Entre 1917 e 1935, pelo menos 4 métodos para produzir choque fisiológico foram, então, usados na prática psiquiátrica: a febre induzida por malária, para tratar paresia neurosifilítica, aplicada em Viena por Julius Wagner-Jauregg, em 1917; a coma e convulsões induzidas por insulina, para tratar a esquizofrenia, aplicada em Berlim por Manfred J. Sakel, em 1927; as convulsões induzidas por metrazol, para tratar a esquizofrenia e psicoses afetivas, aplicada em Budapest por Ladislaus von Meduna, em 1934. E terapia por choque  eletroconvulsivo, o eletrochoque, criada em Roma, Itália, por Ugo Cerletti e Lucio Bini, em 1938.

 

A idéia de usar o choque eletroconvulsivo em seres humanos ocorreu-lhe pela primeira vez ao observar porcos sendo anestesiados em eletrochoques, antes de serem abatidos nos matadouros de Roma. Ele, então, convenceu dois colegas – Lúcio Bini e L.B. Kalinowski, a ajudá-lo a desenvolver um método e um equipamento para ministrar breves choques elétricos em seres humanos.

 

O historiador médico David Rothman afirmou, em 1985, que "A terapia por eletrochoque se destaca de forma praticamente solitária entre todas as intervenções médicas e cirúrgicas, no sentido em que seu uso impróprio não tinha a meta de curar, mas sim o de controlar pacientes para o benefício da equipe hospitalar". Com a palavras, às vítimas dos eletrochoques, tratadas como porcos.

 

"O estranho no ninho": a derrota mundial do eletrochoque, nos anos 70

 

Na década de 70, começaram a surgir importantes movimentos contra a psiquiatria institucionalizada na Europa e, particularmente, nos EUA. Juntamente com a psicocirurgia, a terapia por eletrochoque foi denunciada pelos partidários dos Direitos Humanos - e o mais famoso libelo de todos foi um romance escrito em 1962 por Ken Casey, baseado em sua experiência pessoal em um hospital psiquiátrico no Oregon.
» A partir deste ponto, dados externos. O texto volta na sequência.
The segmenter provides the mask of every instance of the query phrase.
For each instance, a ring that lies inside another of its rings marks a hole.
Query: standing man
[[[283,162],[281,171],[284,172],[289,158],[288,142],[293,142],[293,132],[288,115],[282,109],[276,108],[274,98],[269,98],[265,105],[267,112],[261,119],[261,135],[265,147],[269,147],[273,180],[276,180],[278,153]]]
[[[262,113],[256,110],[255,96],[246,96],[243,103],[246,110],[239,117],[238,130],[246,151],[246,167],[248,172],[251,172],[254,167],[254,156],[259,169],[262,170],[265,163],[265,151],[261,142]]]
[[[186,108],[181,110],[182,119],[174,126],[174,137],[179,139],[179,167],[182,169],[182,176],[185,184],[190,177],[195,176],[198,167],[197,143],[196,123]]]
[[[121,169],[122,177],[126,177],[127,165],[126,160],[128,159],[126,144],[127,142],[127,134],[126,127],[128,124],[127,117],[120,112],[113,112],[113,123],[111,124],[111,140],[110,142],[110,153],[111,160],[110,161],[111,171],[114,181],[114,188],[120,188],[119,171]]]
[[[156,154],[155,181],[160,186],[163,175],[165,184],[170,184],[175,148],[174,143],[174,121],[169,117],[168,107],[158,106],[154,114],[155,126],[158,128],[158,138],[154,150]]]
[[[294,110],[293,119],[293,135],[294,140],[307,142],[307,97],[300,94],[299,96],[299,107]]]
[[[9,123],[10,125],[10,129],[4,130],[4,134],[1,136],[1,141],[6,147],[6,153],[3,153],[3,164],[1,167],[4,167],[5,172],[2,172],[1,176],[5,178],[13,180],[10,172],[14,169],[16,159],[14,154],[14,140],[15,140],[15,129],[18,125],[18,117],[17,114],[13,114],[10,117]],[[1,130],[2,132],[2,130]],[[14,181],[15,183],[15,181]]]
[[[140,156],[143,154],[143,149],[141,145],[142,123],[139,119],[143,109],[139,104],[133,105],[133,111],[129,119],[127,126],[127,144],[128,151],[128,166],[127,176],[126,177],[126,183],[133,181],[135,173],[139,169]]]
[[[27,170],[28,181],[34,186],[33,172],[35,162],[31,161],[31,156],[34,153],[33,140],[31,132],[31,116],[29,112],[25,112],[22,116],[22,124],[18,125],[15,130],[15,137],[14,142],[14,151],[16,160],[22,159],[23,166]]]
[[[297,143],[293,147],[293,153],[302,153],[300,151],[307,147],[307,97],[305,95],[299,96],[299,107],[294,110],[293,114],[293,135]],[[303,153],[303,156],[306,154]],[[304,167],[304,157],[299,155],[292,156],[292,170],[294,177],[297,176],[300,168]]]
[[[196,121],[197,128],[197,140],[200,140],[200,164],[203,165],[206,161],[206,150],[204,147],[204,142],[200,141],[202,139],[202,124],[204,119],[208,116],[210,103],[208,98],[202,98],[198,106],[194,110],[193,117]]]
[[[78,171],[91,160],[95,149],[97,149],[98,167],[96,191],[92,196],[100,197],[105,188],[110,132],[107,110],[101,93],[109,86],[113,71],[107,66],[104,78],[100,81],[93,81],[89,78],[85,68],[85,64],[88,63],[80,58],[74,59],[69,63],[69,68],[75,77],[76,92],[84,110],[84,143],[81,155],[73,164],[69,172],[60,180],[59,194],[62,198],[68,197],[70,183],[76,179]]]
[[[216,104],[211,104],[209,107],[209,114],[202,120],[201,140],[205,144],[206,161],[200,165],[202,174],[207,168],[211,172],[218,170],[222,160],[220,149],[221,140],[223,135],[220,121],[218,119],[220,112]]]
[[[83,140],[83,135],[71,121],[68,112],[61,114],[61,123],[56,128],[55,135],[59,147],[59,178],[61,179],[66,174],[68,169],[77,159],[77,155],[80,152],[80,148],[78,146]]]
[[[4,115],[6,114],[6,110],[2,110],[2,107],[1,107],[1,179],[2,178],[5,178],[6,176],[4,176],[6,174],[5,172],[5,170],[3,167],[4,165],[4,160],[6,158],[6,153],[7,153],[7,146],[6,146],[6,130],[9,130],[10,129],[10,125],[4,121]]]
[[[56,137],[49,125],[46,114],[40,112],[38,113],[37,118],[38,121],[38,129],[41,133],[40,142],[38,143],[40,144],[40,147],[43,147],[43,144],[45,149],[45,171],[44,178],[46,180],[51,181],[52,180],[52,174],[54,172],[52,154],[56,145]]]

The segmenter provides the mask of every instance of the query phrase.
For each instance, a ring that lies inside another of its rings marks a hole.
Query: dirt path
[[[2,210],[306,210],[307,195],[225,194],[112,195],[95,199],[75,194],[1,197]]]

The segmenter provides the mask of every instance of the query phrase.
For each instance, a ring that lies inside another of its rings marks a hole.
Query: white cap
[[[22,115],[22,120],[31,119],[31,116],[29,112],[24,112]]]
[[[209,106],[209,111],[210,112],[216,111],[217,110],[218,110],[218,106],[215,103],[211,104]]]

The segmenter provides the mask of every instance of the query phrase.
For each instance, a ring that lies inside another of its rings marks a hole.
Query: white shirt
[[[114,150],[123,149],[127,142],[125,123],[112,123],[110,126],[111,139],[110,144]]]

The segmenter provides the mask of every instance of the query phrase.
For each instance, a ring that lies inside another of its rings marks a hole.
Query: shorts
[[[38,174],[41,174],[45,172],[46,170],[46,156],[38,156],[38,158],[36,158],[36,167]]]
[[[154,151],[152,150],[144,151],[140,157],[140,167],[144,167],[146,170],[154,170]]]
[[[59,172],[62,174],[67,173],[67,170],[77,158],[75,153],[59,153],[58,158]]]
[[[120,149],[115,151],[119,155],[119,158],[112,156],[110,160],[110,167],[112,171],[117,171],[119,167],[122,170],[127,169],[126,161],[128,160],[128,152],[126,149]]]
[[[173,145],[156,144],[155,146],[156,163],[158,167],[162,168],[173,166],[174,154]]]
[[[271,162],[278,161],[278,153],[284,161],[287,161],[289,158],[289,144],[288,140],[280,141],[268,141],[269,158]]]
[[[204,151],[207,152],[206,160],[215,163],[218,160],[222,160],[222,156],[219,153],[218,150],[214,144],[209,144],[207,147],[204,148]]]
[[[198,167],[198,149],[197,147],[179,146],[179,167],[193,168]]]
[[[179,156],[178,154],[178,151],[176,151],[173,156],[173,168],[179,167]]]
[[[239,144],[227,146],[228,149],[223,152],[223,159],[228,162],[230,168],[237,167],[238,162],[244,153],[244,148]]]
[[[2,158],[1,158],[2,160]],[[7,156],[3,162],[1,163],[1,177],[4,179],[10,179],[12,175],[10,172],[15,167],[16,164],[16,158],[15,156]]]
Intitulado "One Flew Over the Cuckoo’s Nest", o livro foi posteriormente roteirizado em um filme de grande sucesso dirigido pelo tcheco Milos Formam, que recebeu no Brasil o título de "Um Estranho no Ninho", com o ator Jack Nicholson.

 

Uma exposição desfavorável na imprensa e na TV desembocaram em uma série de processos jurídicos por parte de pacientes envolvidos em abusos da terapia por eletrochoque. Em meados de 1970, a terapia por eletrochoque estava derrotada como prática terapêutica. Em seu lugar, os psiquiatras passaram a fazer um uso cada vez maior de novas drogas poderosas, tais como a Torazina e outros fármacos antidepressivos e antipsicóticos. Mas aqui se continuava a aplicá-lo – e no país até hoje.